As the reigning world champions, Tai and Randy understandably are feeling a lot of pressure to win the gold. Medal talk, however, is something they try to avoid. "Basically," Gardner explaines, "we're just here to skate well. We'd be happy if we'd turn in a good performance. That's all."

Though older, the Soviet couple has not skated together as long as their American counterparts. Tai and Randy, now 19 and 21 respectively, were initially paired 11 years ago in a Culver City, Calif., skating review, as Dr. and Mrs. Doolittle. Now they are the best of friends, but not of the dating variety. Theirs is more a splendid working relationship built on a tremendous amount of mutual respect and trust.

"Oh, we occasionally have our little arguments, but we always iron things out quickly," says Tai, who's Filipino father is a sergeant in the Los Angeles Police Department.

That she has a "great deal of trust in Randy" is evident in their spectacular routines, which are filled with enough razzle-dazzle for two couples. Their five-minute long program, for example, opens with a throw double axel, where Randy sends Tai on a two-and-one-half revolution flight almost before the audience knows what hit them.

"The moves gets the attention of the judges," Randy says, "and makes it easier for us to set the pace early for the rest of the program." Eventually they finish with something known as a death spiral, a chancy trick that finds Tai arched backwards with her head almost touching the ice. The move expends a lot of energy, and for that reason usually appears earlier in most skaters' programs.

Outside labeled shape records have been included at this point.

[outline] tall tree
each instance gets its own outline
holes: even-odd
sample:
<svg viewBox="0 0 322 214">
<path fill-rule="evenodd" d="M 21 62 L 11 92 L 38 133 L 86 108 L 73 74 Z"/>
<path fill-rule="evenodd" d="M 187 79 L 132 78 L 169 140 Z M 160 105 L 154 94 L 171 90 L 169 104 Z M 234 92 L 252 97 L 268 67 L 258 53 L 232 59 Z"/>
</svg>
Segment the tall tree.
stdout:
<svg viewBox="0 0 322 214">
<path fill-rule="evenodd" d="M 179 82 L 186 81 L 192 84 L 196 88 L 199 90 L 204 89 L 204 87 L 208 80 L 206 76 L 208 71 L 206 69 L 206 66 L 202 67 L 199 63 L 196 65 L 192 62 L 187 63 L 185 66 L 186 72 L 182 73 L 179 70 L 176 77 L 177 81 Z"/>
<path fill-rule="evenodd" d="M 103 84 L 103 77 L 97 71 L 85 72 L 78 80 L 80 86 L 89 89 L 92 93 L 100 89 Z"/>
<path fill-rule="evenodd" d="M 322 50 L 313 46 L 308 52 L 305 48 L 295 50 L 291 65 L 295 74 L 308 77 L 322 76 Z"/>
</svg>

Rodnina (30) and Zaitsev (27), of course, aren't about to relinquish the gold easily. After all, these Soviet Masters of Sport did finish first in the 1976 games while Tai and Randy were coming in fifth. "Basically they're doing the same moves," Tai observes; "nothing new, but they still look strong."

Irina, it's important to note, has been a pairs champion 10 times. After four successive world championships she and her first partner. Alexei Ulanov, won the gold at Sapporo in 1972, then split up.

During their last year together, Ulanov fell in love with the Soviets No. 2 female pairs skater, making it inevitable that Irina find a new partner. Zaitsev wound up being that man. Romance and marriage followed, giving a fairy tale touch to their success.